Her recent Twitter battle with Bihar Education Minister Ashok Choudhary, which started with his tweet about the National Education Policy addressing ‘Dear @smritiirani ji’ and culminated with her objecting to the ‘dear’ and a Facebook post on feminism and women’s rights, reaffirmed my initial impression of her. Growing up in a staunchly anti-BJP household, I respond to anything BJP with disagreement or dismissal, and I almost allowed that to cloud my opinion of Smriti Irani’s latest. But then, I read her post. It talks of the common advice of ‘keep your head down and don’t respond to avoid inviting trouble’ that most Indian women would be familiar with, advice that she herself was often given. It goes on to list all that she has achieved, despite this advice, and ends with an entreaty to all women to keep holding their heads up and speaking their minds.
And I stopped to think about it for a minute.
On the one hand, I question the trigger to her statement. I went back to the tweets, baffled, trying to find a link between Ashok Choudhary’s words and her response, and I wondered – when did ‘dear’ become sexist? There’s often a fine line between a truly condescending statement and an innocent one that we read too much into, for whatever reason. And it’s easy for that line to blur when we belong to an under-represented and less empowered section of society, when we are accustomed to slights, jabs, and sexist remarks. A result of a minority status that we are hyperaware of, and especially in politics, is that we’re almost expecting and looking for slights, when they sometimes might not actually exist. And I’m not sure if this tweet was meant to be one.
An ugly consequence of reading too much into an interaction is that your audience then focuses on the overreaction rather than the stand itself. And then you lose your impact completely. Moments like these must be chosen carefully.
On the other hand, though, I appreciate her taking a stand on women’s rights and women’s equality, a topic that is discussed not nearly enough in our country, and addressed even less. I find very little cause to agree with Smriti Irani most of the time, but in this situation I found myself agreeing wholeheartedly. I think it’s essential for women in power to make such statements, and to be seen and heard doing so. India has abysmal gender equality indicators, with one of the worst gender gaps in the world in terms of labour force participation, according to recent World Bank data. We have to continue to raise awareness on these issues, and in a country like ours, word seems to really only spread when endorsed by a celebrity.
Such statements are especially crucial in countering the impact of those made by other well-known women – such as Bollywood actresses who continue to remain shockingly ignorant about the meaning of the word feminism. These are women who spout statements along the lines of “I am not a feminist, but I believe in women’s equality and empowerment”, falling prey to the belief that feminism has a negative and extreme connotation, one that they do not want to associate with. And by doing so, undoing the impact of others who are fighting for it.

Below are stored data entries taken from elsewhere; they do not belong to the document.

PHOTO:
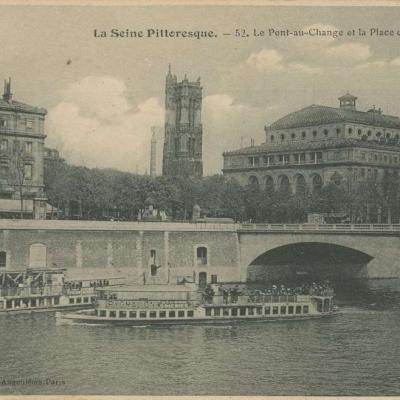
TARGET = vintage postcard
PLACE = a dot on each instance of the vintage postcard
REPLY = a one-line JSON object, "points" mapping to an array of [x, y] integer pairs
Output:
{"points": [[199, 199]]}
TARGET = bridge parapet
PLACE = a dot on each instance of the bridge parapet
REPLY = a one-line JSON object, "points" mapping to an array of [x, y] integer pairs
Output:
{"points": [[334, 228]]}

Coming back to Smriti Irani, I’m glad that she’s using her bold statements, her flair for the dramatic, her communication skills for good, unlike she did after Rohith Vemula, in a speech that was lauded for its delivery but did very little to actually defend government actions or even put forward factual points.
And while I question the legitimacy of what sparked off her reaction, I find myself agreeing with her for once. Hell, I find myself applauding her stand.